High blood pressure (BD) is the most common continuing medical condition seen by family doctors.

At just what measurement 'normal' blood pressure becomes 'high' blood pressure that justifies action being taken to reduce it is still a subject for professional argument among doctors (although most now agree on a pressure of somewhere around 160/90 mmHg).

Whatever the definition, the numbers of people needing some sort of treatment for high blood pressure include at least 10% of any large group of adults, up to 33% of poorer city adults, and about 50% of all people over 65 years of age - a lot of people.

If you are one of this 10%-50%, and you need medication for your high blood pressure, you will probably go on needing it for the rest of your life.

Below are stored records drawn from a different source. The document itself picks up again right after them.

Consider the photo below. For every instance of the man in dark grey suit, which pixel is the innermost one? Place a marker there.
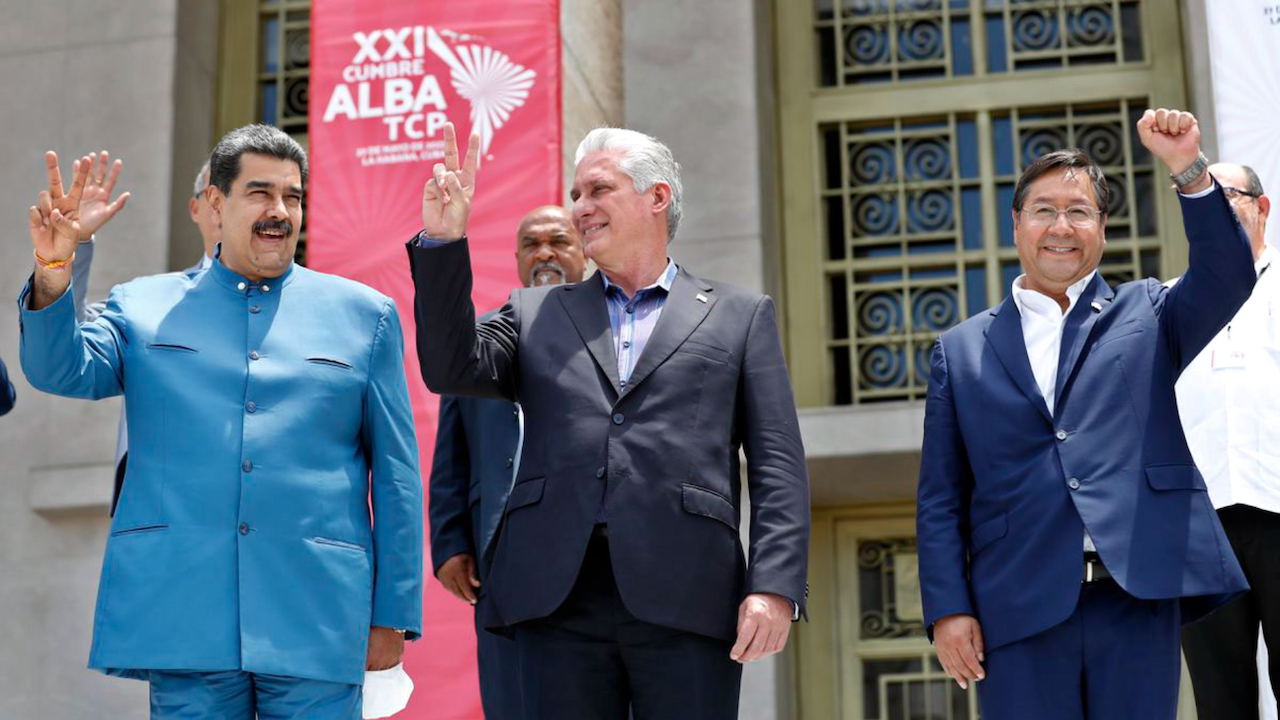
(618, 560)
(476, 447)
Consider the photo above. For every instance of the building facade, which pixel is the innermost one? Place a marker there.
(853, 158)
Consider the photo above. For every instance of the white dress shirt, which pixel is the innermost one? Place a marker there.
(1229, 400)
(1042, 331)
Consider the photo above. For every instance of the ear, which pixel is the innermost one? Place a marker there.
(215, 204)
(661, 197)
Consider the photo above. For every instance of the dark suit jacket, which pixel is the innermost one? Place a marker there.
(471, 474)
(663, 455)
(7, 393)
(1006, 488)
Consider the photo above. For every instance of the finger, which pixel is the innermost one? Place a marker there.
(745, 634)
(1162, 119)
(118, 205)
(114, 176)
(451, 147)
(472, 160)
(453, 186)
(55, 176)
(81, 176)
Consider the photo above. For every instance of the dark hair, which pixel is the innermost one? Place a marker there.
(1253, 186)
(257, 139)
(1063, 159)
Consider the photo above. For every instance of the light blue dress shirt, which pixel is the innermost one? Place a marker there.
(273, 506)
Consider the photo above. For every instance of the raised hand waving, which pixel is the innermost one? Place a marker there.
(447, 196)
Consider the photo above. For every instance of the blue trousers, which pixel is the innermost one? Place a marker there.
(1116, 657)
(238, 696)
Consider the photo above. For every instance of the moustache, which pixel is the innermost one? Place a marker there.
(547, 273)
(282, 226)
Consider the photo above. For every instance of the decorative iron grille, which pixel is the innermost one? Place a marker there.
(919, 236)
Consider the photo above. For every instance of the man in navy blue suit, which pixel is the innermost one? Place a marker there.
(1064, 529)
(476, 447)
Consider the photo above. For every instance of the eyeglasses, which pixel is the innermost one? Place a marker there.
(1233, 192)
(1046, 215)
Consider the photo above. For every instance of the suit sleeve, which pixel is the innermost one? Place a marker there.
(455, 354)
(74, 360)
(942, 502)
(1219, 278)
(7, 392)
(777, 475)
(80, 277)
(449, 487)
(396, 483)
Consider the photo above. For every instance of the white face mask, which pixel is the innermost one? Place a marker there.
(387, 692)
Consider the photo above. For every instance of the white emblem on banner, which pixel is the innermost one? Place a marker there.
(488, 80)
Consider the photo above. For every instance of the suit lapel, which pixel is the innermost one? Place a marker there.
(682, 313)
(1005, 336)
(586, 309)
(1075, 332)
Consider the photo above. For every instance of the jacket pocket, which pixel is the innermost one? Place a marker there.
(708, 504)
(343, 545)
(170, 347)
(526, 493)
(988, 532)
(140, 529)
(330, 363)
(1174, 477)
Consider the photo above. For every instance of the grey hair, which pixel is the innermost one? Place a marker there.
(201, 181)
(1252, 182)
(259, 140)
(645, 160)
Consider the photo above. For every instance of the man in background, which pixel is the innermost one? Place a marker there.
(1229, 402)
(476, 449)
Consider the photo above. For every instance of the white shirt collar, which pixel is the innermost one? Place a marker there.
(1040, 304)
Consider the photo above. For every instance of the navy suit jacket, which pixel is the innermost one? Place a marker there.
(662, 454)
(471, 474)
(1006, 490)
(7, 392)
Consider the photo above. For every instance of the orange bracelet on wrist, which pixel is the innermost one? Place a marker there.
(54, 264)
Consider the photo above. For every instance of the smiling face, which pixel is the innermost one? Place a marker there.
(615, 220)
(1059, 254)
(548, 250)
(260, 217)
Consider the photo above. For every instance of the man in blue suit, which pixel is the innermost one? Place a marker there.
(1064, 531)
(476, 449)
(268, 545)
(7, 393)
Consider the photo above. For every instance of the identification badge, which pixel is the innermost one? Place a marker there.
(1226, 356)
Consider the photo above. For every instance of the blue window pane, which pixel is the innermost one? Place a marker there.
(961, 49)
(272, 45)
(1004, 214)
(970, 204)
(1004, 142)
(997, 60)
(976, 290)
(266, 103)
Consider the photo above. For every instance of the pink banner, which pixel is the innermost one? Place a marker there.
(384, 80)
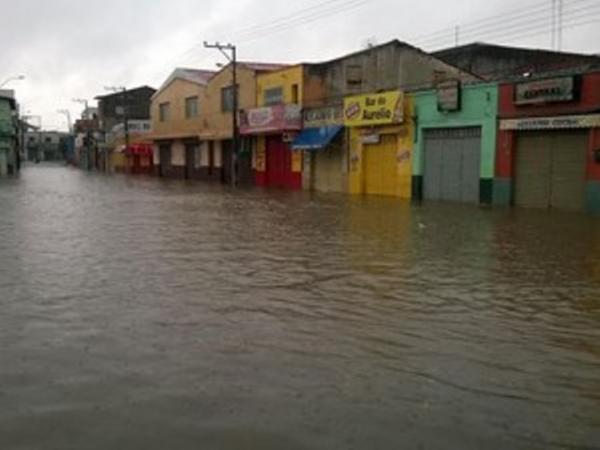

If you lean/read, understand, and remember the following themes, you will be well on the way to understanding the nature of your high blood pressure, what can and what can't be done about it, and both the benefits and risks of treatment.

If not, your alternative is to let doctors take decisions about your life, without your help or informed consent. Most doctors today understand how dangerous it is for the people they treat to be so uninformed and uncritical.

Safe doctoring depends on the cooperative work of two sets of experts: expert professionals who know a lot about how the human body works but little about the personal lives of the people they are treating; and the people being treated, who are experts on their own lives but know rather less about how their bodies work.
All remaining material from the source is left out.